Die Steuerung von Projekten während der Pandemie war eine große Herausforderung. Während des ersten Lockdowns im vergangenen Jahr war die Sorge vieler, zur Arbeit zu kommen oder zu reisen, groß. Auch wir selbst hatten anfangs Bedenken, Techniker aus Europa kommen zu lassen, das viel stärker betroffen war als weite Teile Afrikas. Hinzu kam, dass PCR-Tests nicht ohne weiteres verfügbar waren: Es gab nur ein Testzentrum in der Hauptstadt Yaoundé, rund vier Stunden von uns entfernt. Und wer es schaffte sich testen zu lassen, musste trotzdem für zwei Wochen in Quarantäne. Wir beschlossen daher, die gesamte Installation der Glaslinien auf Ende 2020 zu verschieben.
Was sind die zukünftigen strategischen Ziele für Ihr Unternehmen?
Seit fast einem halben Jahrhundert sind wir in der Getränkeindustrie in Kamerun und Zentralafrika tätig. Auch in Zukunft werden wir qualitativ hochwertige Produkte liefern und nachhaltig handeln. Indem wir die Beziehung zu unseren Geschäftspartnern pflegen und intensivieren, werden wir weiter wachsen und zugleich die negativen Auswirkungen unseres Geschäfts auf die Umwelt reduzieren.

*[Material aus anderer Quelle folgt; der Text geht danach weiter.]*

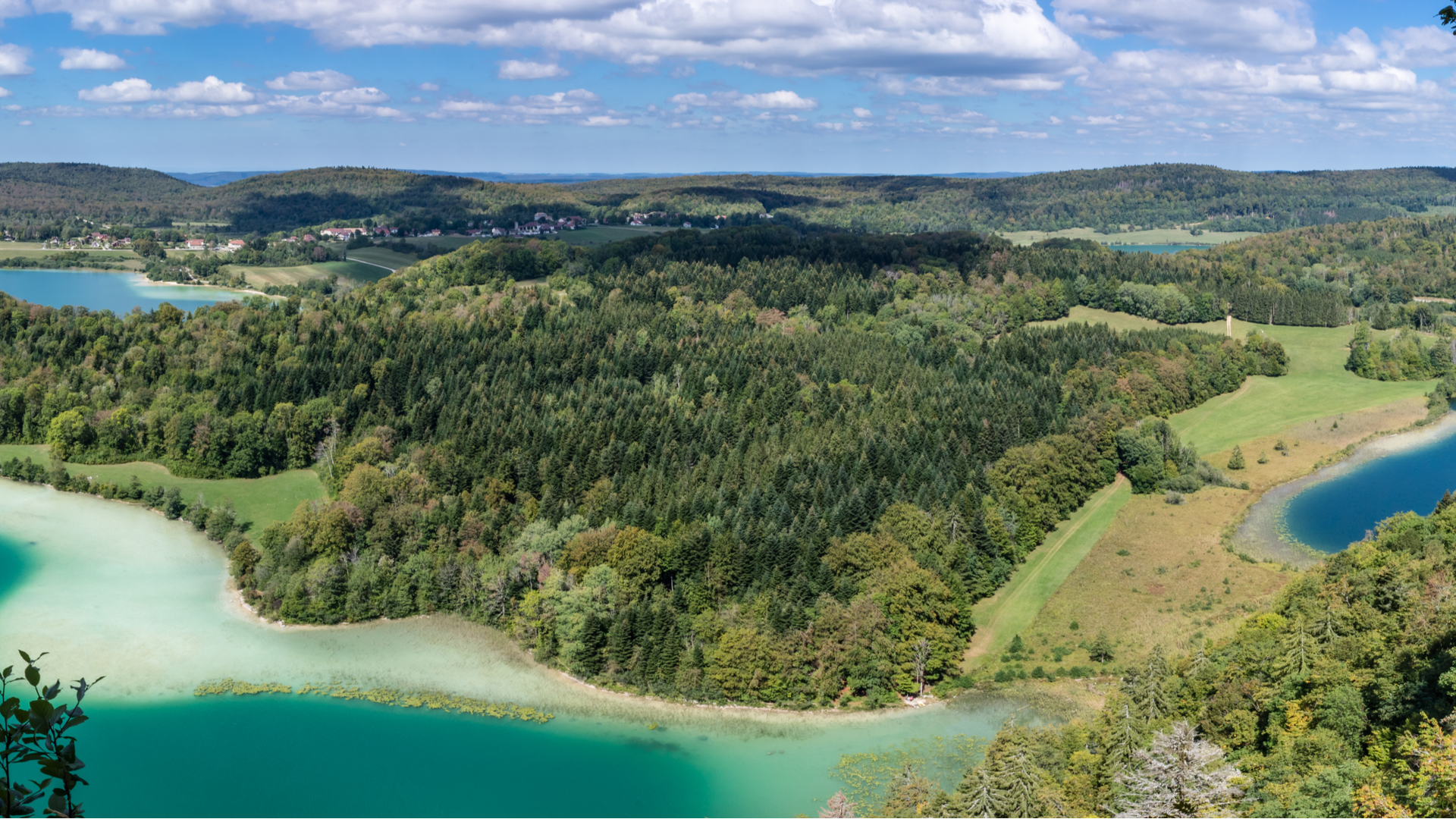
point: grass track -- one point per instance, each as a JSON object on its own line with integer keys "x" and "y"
{"x": 259, "y": 500}
{"x": 382, "y": 257}
{"x": 1316, "y": 385}
{"x": 1008, "y": 613}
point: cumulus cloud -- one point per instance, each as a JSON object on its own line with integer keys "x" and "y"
{"x": 579, "y": 105}
{"x": 528, "y": 71}
{"x": 210, "y": 91}
{"x": 777, "y": 101}
{"x": 14, "y": 60}
{"x": 89, "y": 58}
{"x": 1282, "y": 27}
{"x": 312, "y": 80}
{"x": 996, "y": 38}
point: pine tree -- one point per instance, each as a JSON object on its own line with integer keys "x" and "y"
{"x": 1237, "y": 460}
{"x": 1178, "y": 776}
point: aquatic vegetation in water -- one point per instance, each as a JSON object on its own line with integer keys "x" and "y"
{"x": 231, "y": 686}
{"x": 386, "y": 697}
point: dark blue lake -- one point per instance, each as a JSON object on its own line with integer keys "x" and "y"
{"x": 115, "y": 292}
{"x": 1335, "y": 513}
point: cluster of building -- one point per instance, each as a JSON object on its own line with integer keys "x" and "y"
{"x": 542, "y": 223}
{"x": 98, "y": 241}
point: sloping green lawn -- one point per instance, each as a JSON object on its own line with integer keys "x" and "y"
{"x": 258, "y": 500}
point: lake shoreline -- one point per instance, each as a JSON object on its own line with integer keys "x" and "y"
{"x": 1264, "y": 535}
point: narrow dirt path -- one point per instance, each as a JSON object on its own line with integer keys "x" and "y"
{"x": 986, "y": 634}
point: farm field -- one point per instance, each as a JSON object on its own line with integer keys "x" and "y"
{"x": 1159, "y": 573}
{"x": 1155, "y": 573}
{"x": 284, "y": 276}
{"x": 1156, "y": 237}
{"x": 1316, "y": 384}
{"x": 1015, "y": 605}
{"x": 382, "y": 257}
{"x": 258, "y": 500}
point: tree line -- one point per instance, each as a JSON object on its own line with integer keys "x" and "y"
{"x": 775, "y": 482}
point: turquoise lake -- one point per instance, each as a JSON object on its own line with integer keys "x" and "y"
{"x": 115, "y": 292}
{"x": 112, "y": 589}
{"x": 1331, "y": 515}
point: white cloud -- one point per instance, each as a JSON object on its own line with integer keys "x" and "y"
{"x": 992, "y": 38}
{"x": 604, "y": 121}
{"x": 133, "y": 89}
{"x": 528, "y": 71}
{"x": 1280, "y": 27}
{"x": 89, "y": 58}
{"x": 210, "y": 89}
{"x": 14, "y": 60}
{"x": 312, "y": 80}
{"x": 580, "y": 104}
{"x": 777, "y": 101}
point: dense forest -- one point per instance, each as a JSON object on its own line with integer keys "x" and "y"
{"x": 1338, "y": 701}
{"x": 780, "y": 480}
{"x": 1147, "y": 196}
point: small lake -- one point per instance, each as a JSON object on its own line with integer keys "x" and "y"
{"x": 115, "y": 292}
{"x": 1158, "y": 248}
{"x": 114, "y": 589}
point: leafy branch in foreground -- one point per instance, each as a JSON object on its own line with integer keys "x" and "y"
{"x": 39, "y": 735}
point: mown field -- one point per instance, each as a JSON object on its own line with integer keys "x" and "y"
{"x": 1156, "y": 237}
{"x": 256, "y": 500}
{"x": 1155, "y": 573}
{"x": 297, "y": 275}
{"x": 382, "y": 257}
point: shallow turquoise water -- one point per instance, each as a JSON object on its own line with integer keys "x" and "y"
{"x": 1158, "y": 248}
{"x": 115, "y": 292}
{"x": 1334, "y": 513}
{"x": 112, "y": 589}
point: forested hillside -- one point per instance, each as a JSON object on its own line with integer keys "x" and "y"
{"x": 770, "y": 482}
{"x": 1147, "y": 196}
{"x": 1335, "y": 703}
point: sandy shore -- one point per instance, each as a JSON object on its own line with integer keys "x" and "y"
{"x": 1260, "y": 535}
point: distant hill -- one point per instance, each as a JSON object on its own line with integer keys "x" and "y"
{"x": 1147, "y": 196}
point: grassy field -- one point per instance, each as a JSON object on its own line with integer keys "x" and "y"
{"x": 1008, "y": 613}
{"x": 382, "y": 257}
{"x": 261, "y": 500}
{"x": 1159, "y": 573}
{"x": 284, "y": 276}
{"x": 1159, "y": 237}
{"x": 1316, "y": 385}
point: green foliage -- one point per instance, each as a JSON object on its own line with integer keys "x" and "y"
{"x": 36, "y": 736}
{"x": 1404, "y": 357}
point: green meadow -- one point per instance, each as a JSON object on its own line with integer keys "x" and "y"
{"x": 1015, "y": 605}
{"x": 258, "y": 500}
{"x": 1316, "y": 385}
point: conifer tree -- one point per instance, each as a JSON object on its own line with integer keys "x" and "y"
{"x": 1237, "y": 460}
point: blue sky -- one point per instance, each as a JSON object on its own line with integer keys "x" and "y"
{"x": 905, "y": 86}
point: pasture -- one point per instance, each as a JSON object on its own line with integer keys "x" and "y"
{"x": 258, "y": 500}
{"x": 1153, "y": 237}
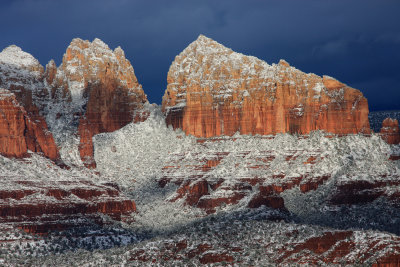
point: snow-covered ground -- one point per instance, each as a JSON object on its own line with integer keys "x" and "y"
{"x": 135, "y": 157}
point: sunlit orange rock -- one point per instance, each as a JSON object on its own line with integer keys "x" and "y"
{"x": 101, "y": 89}
{"x": 214, "y": 91}
{"x": 20, "y": 132}
{"x": 390, "y": 131}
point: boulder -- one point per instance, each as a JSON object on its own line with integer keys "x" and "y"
{"x": 215, "y": 91}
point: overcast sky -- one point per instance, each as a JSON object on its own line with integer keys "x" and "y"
{"x": 357, "y": 42}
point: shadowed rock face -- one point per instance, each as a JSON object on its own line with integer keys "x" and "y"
{"x": 22, "y": 126}
{"x": 100, "y": 88}
{"x": 214, "y": 91}
{"x": 390, "y": 131}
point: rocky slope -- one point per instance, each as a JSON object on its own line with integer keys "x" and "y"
{"x": 214, "y": 91}
{"x": 22, "y": 125}
{"x": 390, "y": 131}
{"x": 94, "y": 90}
{"x": 43, "y": 206}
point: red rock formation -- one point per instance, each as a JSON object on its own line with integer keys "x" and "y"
{"x": 214, "y": 91}
{"x": 356, "y": 192}
{"x": 23, "y": 128}
{"x": 20, "y": 132}
{"x": 101, "y": 90}
{"x": 39, "y": 207}
{"x": 390, "y": 131}
{"x": 199, "y": 189}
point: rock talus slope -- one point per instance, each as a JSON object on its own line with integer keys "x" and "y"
{"x": 390, "y": 131}
{"x": 214, "y": 91}
{"x": 96, "y": 89}
{"x": 22, "y": 126}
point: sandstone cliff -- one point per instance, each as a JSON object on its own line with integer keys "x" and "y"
{"x": 22, "y": 126}
{"x": 390, "y": 131}
{"x": 214, "y": 91}
{"x": 94, "y": 90}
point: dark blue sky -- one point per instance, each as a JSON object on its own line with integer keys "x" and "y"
{"x": 357, "y": 42}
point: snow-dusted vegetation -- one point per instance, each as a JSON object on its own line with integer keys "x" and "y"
{"x": 171, "y": 233}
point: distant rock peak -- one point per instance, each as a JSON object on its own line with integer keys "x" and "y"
{"x": 214, "y": 91}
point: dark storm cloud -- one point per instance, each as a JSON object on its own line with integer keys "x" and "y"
{"x": 355, "y": 41}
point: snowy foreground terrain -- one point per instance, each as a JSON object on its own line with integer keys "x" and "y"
{"x": 166, "y": 231}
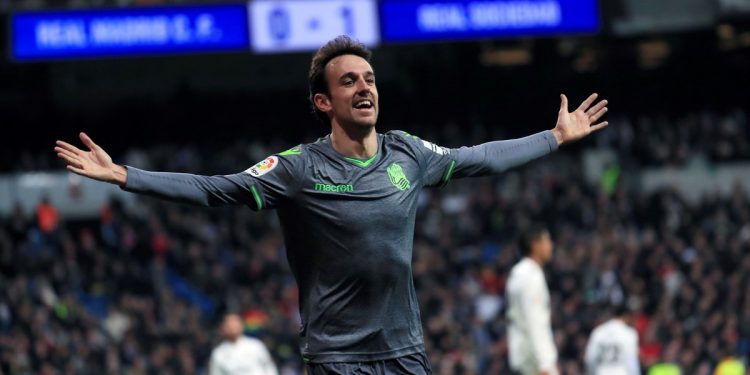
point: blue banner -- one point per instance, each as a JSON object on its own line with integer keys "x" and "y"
{"x": 131, "y": 31}
{"x": 420, "y": 20}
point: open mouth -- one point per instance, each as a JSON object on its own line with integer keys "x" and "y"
{"x": 364, "y": 105}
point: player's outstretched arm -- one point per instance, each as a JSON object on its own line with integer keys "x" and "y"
{"x": 94, "y": 163}
{"x": 180, "y": 187}
{"x": 572, "y": 126}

Der Umgang mit COVID-19 hat unseren Blick für die Möglichkeiten geschärft, die uns auf dem gesamten Kontinent künftig offen stehen.

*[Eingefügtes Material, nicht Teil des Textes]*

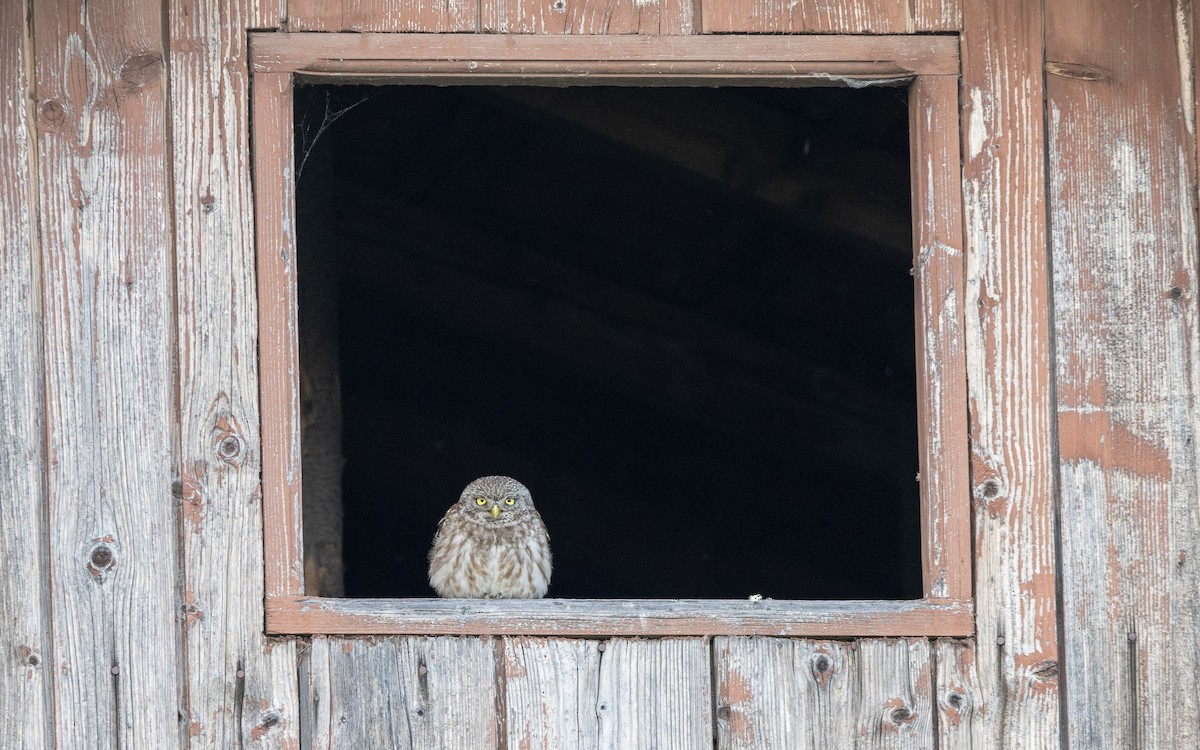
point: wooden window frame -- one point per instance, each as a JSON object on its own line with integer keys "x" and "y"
{"x": 928, "y": 64}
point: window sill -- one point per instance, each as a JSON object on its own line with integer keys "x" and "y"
{"x": 618, "y": 617}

Familienimperium: Die Kadji Group
Um seine vielfältigen unternehmerischen Aktivitäten zu bündeln, gründete Joseph Kadji Defosso bereits im Jahr 1960 die Kadji Group. Zu dem heute rund 1.500 Mitarbeiter zählenden Verbund, der sich immer noch in Familienbesitz befindet, zählen Firmen der verschiedensten Wirtschaftszweige. Neben der Brauerei UCB ist zum Beispiel der Kunststoffhersteller Polyplast Teil der Gruppe – außerdem eine Mehlmühle (SCC) im Hafen von Douala. Die Kadji Group ist mit Assurances Générales du Cameroun auch im Versicherungswesen tätig und betreibt eine Immobilienfirma, die neben mehreren Hochhäusern das bekannte Einkaufszentrum Kadji Square entwickelt hat und unterhält. Darüber hinaus ist die Gruppe in den Bereichen Logistik, Transport, Hotellerie und Gastronomie aktiv. Die Kadji-Defosso-Stiftung schließlich ist ein wichtiger Pfeiler der Gruppe für Wohltätigkeit und soziales Handeln in der Region.